Una profecía del Antiguo Testamento decía que “cuando aparezca una nueva estrella en Israel, es que ha nacido un nuevo rey que reinará sobre todas las naciones” (Números 24, 17).

La noticia se extendió por todo Jerusalén y Herodes se sintió muy turbado por lo que se le aparecía como una amenaza política para su reinado. Él era tan celoso del poder, que ya había asesinado a dos de sus esposas y a varios de sus hijos, por temor a que lo reemplazaran. Cualquier persona que pudiera aparecer como futuro rey de Israel era su potencial enemigo.

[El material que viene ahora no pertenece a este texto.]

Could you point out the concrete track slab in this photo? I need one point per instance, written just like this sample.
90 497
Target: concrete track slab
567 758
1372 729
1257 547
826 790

Lleno de intriga y de temor, reunió a los sabios de Israel, a los sacerdotes y escribas, y les preguntó qué decían las escrituras sobre el lugar en que debía nacer el rey de Israel que habían anunciado los profetas.

Evidencia histórica

En su obra Antigüedades judías, Flavio Josefo (37–101) no relata una matanza de niños por parte de Herodes I el Grande. No obstante, varios historiadores afirman que ese no es un argumento decisivo y que el episodio cuadra con la crueldad de Herodes, bien conocida y documentada.

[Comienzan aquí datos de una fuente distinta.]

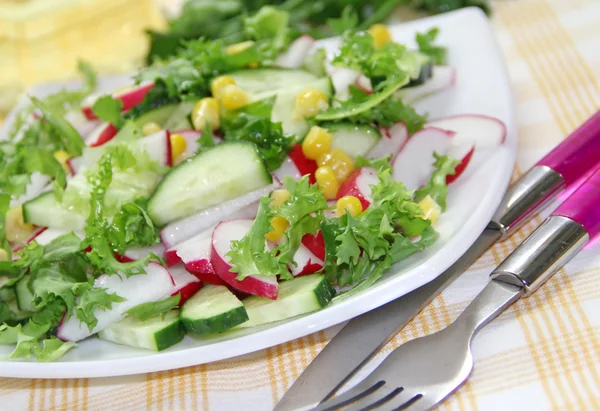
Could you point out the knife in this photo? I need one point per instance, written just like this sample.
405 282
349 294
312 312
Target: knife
364 336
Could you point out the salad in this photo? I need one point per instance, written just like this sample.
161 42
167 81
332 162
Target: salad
233 185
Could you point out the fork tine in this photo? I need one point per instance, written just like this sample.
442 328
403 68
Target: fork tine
362 390
374 401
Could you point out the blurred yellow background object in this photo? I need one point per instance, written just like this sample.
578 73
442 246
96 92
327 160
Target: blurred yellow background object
41 40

Conmemoración, bromas e inocentadas

En Hispanoamérica y en España es costumbre realizar en esta fecha bromas de toda índole. Los medios de comunicación hacen bromas o tergiversan su contenido de tal modo que la información parezca real. Se trata de una libertad que se dan los agentes mediáticos para dar rienda suelta a su sentido del humor, oportunidad que solamente tienen una vez al año. Es tradición que los periódicos publiquen páginas enteras de noticias cómicas, con la advertencia de que es día de los inocentes, que van desde las que son una obvia mofa a cualquier suceso reciente, hasta las que parecen serias y engañan al lector desprevenido. El día de los inocentes se vive en todo el mundo hispanohablante.

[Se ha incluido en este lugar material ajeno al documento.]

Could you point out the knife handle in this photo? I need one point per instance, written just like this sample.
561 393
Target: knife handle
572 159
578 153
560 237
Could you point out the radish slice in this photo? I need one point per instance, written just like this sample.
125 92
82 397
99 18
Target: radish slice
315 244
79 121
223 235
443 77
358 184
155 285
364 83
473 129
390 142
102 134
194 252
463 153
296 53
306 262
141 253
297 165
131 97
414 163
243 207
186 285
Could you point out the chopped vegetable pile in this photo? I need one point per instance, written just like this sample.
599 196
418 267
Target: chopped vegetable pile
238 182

En algunas zonas de América es importante no prestar ningún bien, sea objeto o dinero, pues el prestatario es libre de apropiarse de los bienes. Este tipo de festejo ha venido a menos en años recientes y ya no es usual que la gente pida prestado con la esperanza de que el prestador no recuerde la fecha y se le pueda hacer mofa con la muy popular frase: «Inocente palomita que te dejaste engañar» o su versión ampliada: «Inocente palomita que te dejaste engañar, sabiendo que en este día nada se puede prestar» o «Inocente palomita que te dejaste engañar, hoy día de los inocentes te dejaste engañar», «Que la inocencia te valga» o «Herodes mandó a Pilatos, Pilatos mandó a su gente; el que presta en este día pasará por inocente»;«Inocente palomita te dejaste engañar hoy por ser día 28 en nadie debes confiar».

El día 28 de diciembre en El Salvador, se celebra religiosamente en Antiguo Cuscatlán, departamento de La Libertad. La Iglesia católica de la localidad está dedicada a los Santos Niños Inocentes. Es la fiesta patronal de la ciudad. La tradición es al parecer de tiempos de la colonia. Las personas, provenientes de diferentes lugares del país, traen desde la víspera, carrozas o canastos con imágenes de niños (imaginería), adornadas de diferentes maneras, como exvoto y agradecimiento por algún favor recibido. Es una colorida festividad a la que asisten cientos de personas. En las calles aledañas se instala una feria popular con variedad de gastronomía y artesanías.